Evelyn Wilson recalled being admonished in the early 1980s for occupying a position in Washburn University's law school that a young man informed her should have gone to a "qualified" male.
Wilson said she endured that type of gender prejudice by drawing upon God's wisdom, her father's encouraging words and sense of hard work and humility, and her mother's affinity for truth and independence to become managing partner of a law firm, to earn appointment as a judge in Shawnee County District Court and, in front of family, friends and colleagues Friday, to take a seat on the Kansas Supreme Court.
"What does that mean? It means that today I become a justice on the Kansas Supreme Court and 100 years ago I would not have had the right to vote because I'm a woman," she said.
Gov. Laura Kelly made Wilson her first appointment to the state's highest court, bringing current membership into gender balance. The seventh slot on the court is vacant, and the governor will choose from among three men nominated for the job. Wilson replaced retired Justice Lee Johnson and the remaining vacancy resulted from the retirement of Chief Justice Lawton Nuss.
Kelly said the court's latest addition possessed "common sense, intellect and personal skills" of the finest jurists.
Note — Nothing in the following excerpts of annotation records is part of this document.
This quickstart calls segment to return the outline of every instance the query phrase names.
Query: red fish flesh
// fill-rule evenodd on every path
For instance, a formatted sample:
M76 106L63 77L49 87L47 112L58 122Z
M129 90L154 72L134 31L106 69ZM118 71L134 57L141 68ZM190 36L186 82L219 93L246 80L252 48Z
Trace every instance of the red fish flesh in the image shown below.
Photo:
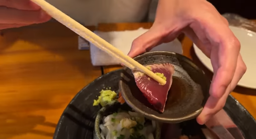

However, Senate President Susan Wagle, R-Wichita, said Wilson was an "ultra-liberal" who would fit in with the majority of Kansas justices.
Wilson, born in Smith Center, earned a business degree from Bethany College in 1982 before enrolling at Washburn's School of Law. She worked 19 years in private practice at firms in Topeka and Oberlin. She served on the district court in Shawnee County from 2004 until departing for the Supreme Court. As a district court judge, she presided at more than 80 jury trials.
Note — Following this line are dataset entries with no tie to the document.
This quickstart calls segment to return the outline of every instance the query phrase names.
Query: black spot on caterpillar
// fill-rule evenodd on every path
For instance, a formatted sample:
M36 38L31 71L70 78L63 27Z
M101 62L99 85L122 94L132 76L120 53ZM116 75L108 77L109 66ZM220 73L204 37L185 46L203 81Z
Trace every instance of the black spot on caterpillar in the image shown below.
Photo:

Natalie Haag, who graduated with Wilson from law school in 1985, offered personal remarks about the justice at the swearing-in ceremony in the Kansas Judicial Center. Haag said that on her first day of law school she was rescued from a broken-down car by Wilson.
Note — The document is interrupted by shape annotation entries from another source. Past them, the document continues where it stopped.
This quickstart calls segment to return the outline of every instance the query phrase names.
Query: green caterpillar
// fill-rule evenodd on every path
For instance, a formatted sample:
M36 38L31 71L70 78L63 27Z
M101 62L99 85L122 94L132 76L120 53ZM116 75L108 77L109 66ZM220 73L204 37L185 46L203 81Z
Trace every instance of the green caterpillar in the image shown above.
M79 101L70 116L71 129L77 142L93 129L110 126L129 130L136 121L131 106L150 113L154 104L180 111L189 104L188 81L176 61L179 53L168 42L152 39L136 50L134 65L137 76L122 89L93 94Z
"You know how it is when you first meet somebody, you think, 'Wow, this person is going to be somebody some day.' That isn't Evelyn," Haag said. "She's not gregarious. She's not one of these people that's flashy or in-your-face. Then time goes by and suddenly you realize, she's something I want to be."
Haag said Wilson had always dedicated herself to upholding integrity of the state's judicial system.
"She will be a formidable Supreme Court justice," Haag said. "We are proud."
With the addition of Wilson, four of six justices on the Supreme Court are graduates of Washburn's law school in Topeka. The other two emerged from the law school at the University of Kansas.
Chief Justice Marla Luckert, the senior member of the court appointed in 2003 by Republican Gov. Bill Graves, administered the oath to Wilson. Democratic Gov. Kathleen Sebelius was responsible for appointing Justices Carol Beier, Dan Biles and Eric Rosen. In 2014, Republican Gov. Sam Brownback selected Justice Caleb Stegall.